Fantastic Fest 2013 Review: SHE WOLF Walks Among Us
Bursting with feral energy, Tamae Garateguy's She Wolf (original title: Mujer Lobo) is a fever dream about sex and love and sex and then a little more sex. And then the screaming starts.
Sceenwriter Diego Fleischer, working from Garateguy's idea, constructs a skeleton of a story about a woman who struts through the streets and subways of Buenos Aires, Argentina, turning heads wherever she goes. Frankly, she doesn't have to work too hard. It's as though she walks around in a heady cloud of pheromones, and the men come to her like hungry puppy dogs.

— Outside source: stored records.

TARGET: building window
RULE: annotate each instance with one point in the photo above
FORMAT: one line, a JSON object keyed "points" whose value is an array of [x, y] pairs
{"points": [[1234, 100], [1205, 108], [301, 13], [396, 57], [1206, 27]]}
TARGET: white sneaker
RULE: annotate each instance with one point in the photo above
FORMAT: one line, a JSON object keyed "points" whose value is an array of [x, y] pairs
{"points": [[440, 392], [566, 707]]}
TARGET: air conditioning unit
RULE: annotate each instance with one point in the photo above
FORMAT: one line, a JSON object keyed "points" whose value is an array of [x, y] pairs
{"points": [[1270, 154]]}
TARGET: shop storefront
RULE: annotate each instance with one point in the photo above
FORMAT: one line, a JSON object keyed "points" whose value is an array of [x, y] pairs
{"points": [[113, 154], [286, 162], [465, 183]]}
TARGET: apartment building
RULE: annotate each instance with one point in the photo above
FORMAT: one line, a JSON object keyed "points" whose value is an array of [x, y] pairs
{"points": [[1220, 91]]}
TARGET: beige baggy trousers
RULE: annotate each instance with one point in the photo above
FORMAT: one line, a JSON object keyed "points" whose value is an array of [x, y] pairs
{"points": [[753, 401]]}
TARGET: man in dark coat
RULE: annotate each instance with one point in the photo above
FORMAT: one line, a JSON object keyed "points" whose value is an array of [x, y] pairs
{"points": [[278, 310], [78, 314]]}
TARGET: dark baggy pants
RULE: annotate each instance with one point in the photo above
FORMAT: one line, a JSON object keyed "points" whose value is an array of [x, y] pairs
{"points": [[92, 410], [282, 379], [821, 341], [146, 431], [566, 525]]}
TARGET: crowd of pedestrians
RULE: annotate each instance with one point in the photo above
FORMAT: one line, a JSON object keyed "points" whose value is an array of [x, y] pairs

The sexual encounters that follow are naked, grasping, grappling power plays, in which the men assume that they're in control, blind to the reality that the woman has manipulated them into the situation that will lead to their doom. The very first sequence of the film establishes the sex / death pattern, and the balance of the running time is devoted almost exclusively to these primal forces.
Because of the shirt-grabbing nature of its sometimes bewildering story and lead character(s), She Wolf is difficult to write about without venturing into spoiler territory.
But it's fair to say that the same qualities that are appealing -- the raw sexual energy, the feisty emotional interchanges between men and women, the intense, character-based focus -- also become liabilities when the film paints itself into a corner.
Bolstered by Sami Buccella's original punk rock music on the soundtrack, Catalina Rincon's slashing editing, and Pigu Gomez' stark photography -- presented in arresting black and white -- She Wolf generates an abundance of heat and momentum. Garateguy stages the lengthy sexual encounters in a bracingly intimate manner. Having built up such an (un)healthy head of steam, though, the film begins acting out like an adolescent with surging hormones. In one sense, the woman's character is examined, but too much ground is left uncovered to make for a satisfactory trip.
The film's "slice of a killer's life" approach is novel, the sexual angle is brazen, and the punk spirit is unflagging, showcasing an unruly and utterly fresh perspective on serial killers in the modern day. Beware, men of Buenos Aires.
She Wolf screened at Fantastic Fest yesterday and will screen again on Tuesday, September 24.